The attack bypasses traditional perimeter defenses entirely. EDR, WAF, IAM policies, VPNs, and firewalls offer no protection because the malicious instruction arrives as ordinary error guidance within trusted system output. The attacker never touches the victim's infrastructure directly.
Potential Impact
Successful exploitation grants attackers full developer privileges on the local machine. This includes access to environment variables, Git credentials, private repository URLs, and developer identities—everything needed to pivot into broader supply chain attacks.

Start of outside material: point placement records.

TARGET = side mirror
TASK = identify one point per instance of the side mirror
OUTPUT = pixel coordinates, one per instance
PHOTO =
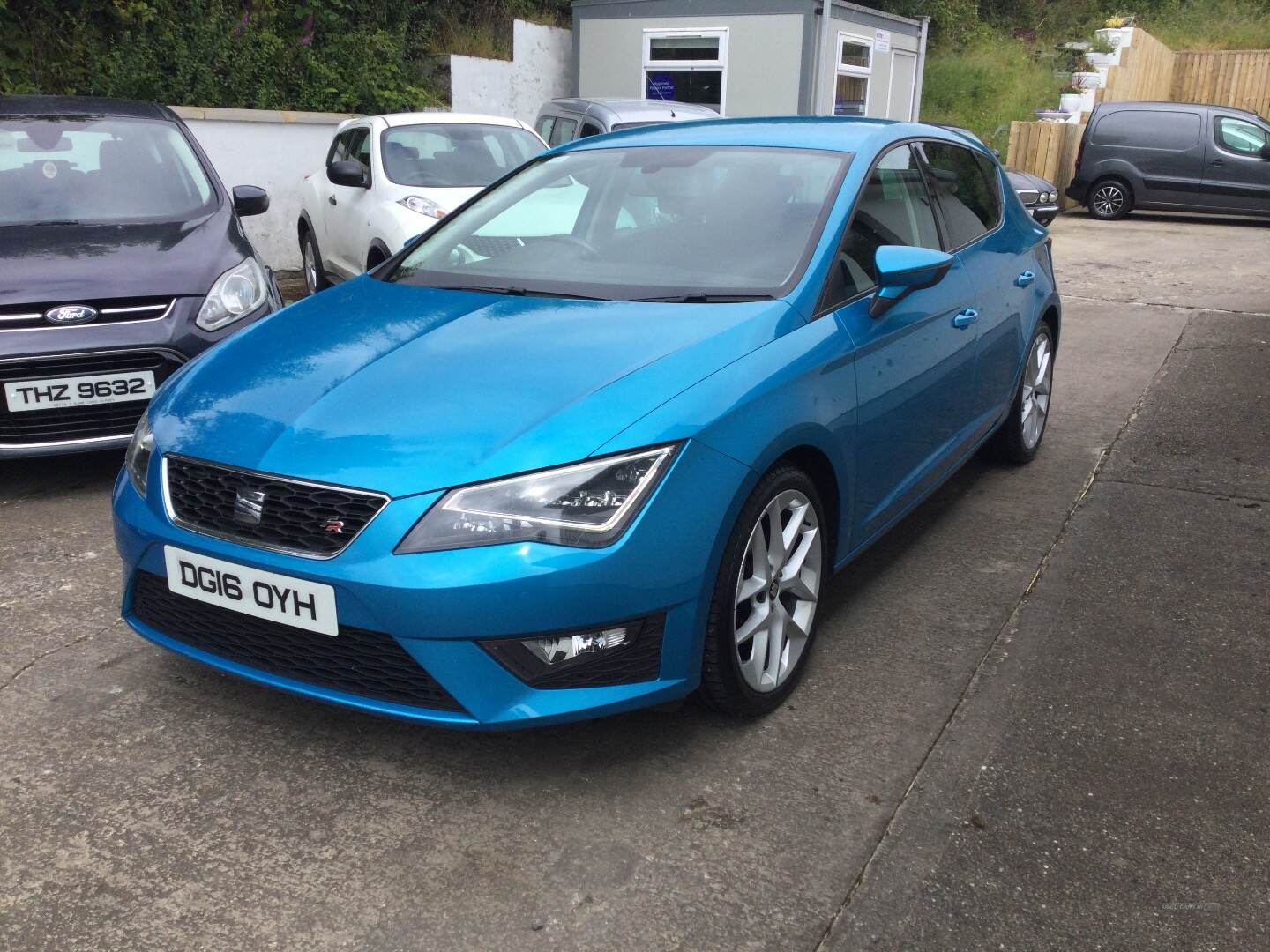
(902, 271)
(250, 199)
(348, 173)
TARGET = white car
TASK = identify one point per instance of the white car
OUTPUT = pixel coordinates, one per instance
(390, 178)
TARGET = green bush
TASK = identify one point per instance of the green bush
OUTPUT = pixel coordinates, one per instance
(328, 55)
(984, 86)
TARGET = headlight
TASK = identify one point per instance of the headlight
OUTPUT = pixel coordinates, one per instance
(235, 294)
(587, 504)
(423, 206)
(140, 450)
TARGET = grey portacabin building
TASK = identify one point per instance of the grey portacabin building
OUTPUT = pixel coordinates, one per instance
(752, 57)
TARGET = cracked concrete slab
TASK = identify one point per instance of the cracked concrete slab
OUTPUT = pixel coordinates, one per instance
(149, 802)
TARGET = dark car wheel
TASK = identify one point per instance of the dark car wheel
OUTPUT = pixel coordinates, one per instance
(762, 614)
(315, 277)
(1019, 437)
(1110, 199)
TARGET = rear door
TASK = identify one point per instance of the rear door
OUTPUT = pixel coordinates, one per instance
(1236, 176)
(1160, 152)
(915, 371)
(969, 197)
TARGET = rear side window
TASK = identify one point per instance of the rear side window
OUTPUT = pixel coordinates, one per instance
(893, 208)
(1157, 129)
(1240, 136)
(563, 131)
(969, 201)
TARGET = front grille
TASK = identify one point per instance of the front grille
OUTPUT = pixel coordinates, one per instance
(295, 517)
(57, 424)
(357, 661)
(115, 310)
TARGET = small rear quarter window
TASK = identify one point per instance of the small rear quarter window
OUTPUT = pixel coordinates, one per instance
(1154, 129)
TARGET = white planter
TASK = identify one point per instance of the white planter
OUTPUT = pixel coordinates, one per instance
(1071, 101)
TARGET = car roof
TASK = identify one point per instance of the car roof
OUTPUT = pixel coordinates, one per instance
(392, 120)
(836, 133)
(634, 109)
(83, 106)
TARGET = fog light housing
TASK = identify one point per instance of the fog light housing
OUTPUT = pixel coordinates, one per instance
(585, 658)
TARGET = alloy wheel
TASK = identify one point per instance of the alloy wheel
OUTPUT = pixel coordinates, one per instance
(1038, 381)
(778, 589)
(1109, 199)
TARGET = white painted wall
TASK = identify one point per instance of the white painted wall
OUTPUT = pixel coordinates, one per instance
(274, 152)
(542, 69)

For organizations concerned about supply chain security, Agentjacking represents a new attack surface that traditional security tooling doesn't address.
Vendor Response
Tenet disclosed the findings to Sentry on June 3, 2026. Sentry acknowledged the issue the same day but declined to implement a root fix, describing the attack class as "technically not defensible" at the platform level. The company did activate a global content filter blocking a specific payload string used in the proof-of-concept, though researchers note this provides limited protection against slightly modified attacks.
Recommended Mitigations
Organizations using AI coding agents with external integrations should implement several protective measures:
- Treat all AI agent output as untrusted until manually verified, particularly when the agent references external data sources
- Audit MCP tool integrations for any that return user-influenced or externally-sourced data
- Rotate Sentry DSN credentials if exposed in client-side code and consider server-side-only error reporting
- Implement approval workflows for AI-suggested code changes that involve shell commands or file system modifications
- Monitor for unusual file creation or command execution triggered by AI coding assistants
The broader lesson applies beyond Sentry: as AI agents gain access to more external tools and data sources, the attack surface for this class of injection grows proportionally. Security teams should evaluate any tool integration that feeds untrusted data into AI agent context.